Note that the only hard piece is the name of the network to connect the jupyter server and the hub, and how you must take into account the project's prefix.

I'm running jupyterlab with the Docker spawner, and I'd recommend you to do the same thing.
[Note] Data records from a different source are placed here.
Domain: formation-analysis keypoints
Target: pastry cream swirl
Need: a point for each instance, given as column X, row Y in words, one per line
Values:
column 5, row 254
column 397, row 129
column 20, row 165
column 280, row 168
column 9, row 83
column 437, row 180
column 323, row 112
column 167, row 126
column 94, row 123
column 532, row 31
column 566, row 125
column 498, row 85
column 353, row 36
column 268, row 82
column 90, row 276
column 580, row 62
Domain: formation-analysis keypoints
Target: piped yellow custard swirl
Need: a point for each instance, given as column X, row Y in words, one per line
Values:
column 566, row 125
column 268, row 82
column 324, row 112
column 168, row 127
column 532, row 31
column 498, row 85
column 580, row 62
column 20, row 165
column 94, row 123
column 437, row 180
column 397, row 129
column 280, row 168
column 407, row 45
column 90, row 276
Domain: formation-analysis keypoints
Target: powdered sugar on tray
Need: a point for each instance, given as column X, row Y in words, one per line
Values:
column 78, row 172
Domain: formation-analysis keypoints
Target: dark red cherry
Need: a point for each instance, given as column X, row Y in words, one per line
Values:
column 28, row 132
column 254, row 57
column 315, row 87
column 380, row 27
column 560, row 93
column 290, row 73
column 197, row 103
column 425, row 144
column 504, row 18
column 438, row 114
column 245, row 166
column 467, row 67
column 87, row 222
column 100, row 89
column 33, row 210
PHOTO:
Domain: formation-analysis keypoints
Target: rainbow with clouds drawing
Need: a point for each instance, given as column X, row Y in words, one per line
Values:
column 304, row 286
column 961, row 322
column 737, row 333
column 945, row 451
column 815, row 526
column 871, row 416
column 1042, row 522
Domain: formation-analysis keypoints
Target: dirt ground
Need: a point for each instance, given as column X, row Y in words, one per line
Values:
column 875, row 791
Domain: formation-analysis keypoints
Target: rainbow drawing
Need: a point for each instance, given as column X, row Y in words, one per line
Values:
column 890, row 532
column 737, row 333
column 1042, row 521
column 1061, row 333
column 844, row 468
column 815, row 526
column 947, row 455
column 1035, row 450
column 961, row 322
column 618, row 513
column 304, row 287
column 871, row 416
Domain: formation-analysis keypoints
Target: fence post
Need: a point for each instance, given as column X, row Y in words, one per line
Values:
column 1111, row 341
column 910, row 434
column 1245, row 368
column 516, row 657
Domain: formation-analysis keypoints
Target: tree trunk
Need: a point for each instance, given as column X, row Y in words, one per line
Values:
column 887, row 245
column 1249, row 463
This means that you have to build a container image for the jupyter server, and make sure that you use the same versions of Spark everywhere.

Multi-stage builds to the rescue!

FROM docker.io/bitnami/spark:3.3 as spark
FROM jupyter/all-spark-notebook
USER root
COPY --from=spark /opt/bitnami/spark /usr/local/spark
USER jovyan

You can also run minio in the same docker compose project, and connect it to Spark.

from pyspark import SparkConf
from pyspark.sql import SparkSession
import os

conf = (
    SparkConf()
    .setAppName("Spark minIO Test")
    .set("spark.hadoop.fs.s3a.endpoint", "http://minio:9000")
    .set("spark.hadoop.fs.s3a.access.key", os.environ.get("AWS_ACCESS_KEY_ID"))
    .set("spark.hadoop.fs.s3a.secret.key", os.environ.get("AWS_SECRET_ACCESS_KEY"))
    .set("spark.hadoop.fs.s3a.path.style.access", True)
    .set("spark.hadoop.fs.s3a.impl", "org.apache.hadoop.fs.s3a.S3AFileSystem")
)

spark = (
    SparkSession
    .builder
    .master("spark://spark:7077")
    .config(conf=conf)
    .getOrCreate()
)

(
    spark
    .read
    .options(inferSchema=True, header=True)
    .csv("s3a://datawarehouse/boards/*/*.csv")
    .createOrReplaceTempView("boards")
)

(
    spark
    .sql("""
select count(*)
from boards
"""
         )
    .toPandas()
)

Spark API changes quite often. This snippet is recent at the time of writing this article.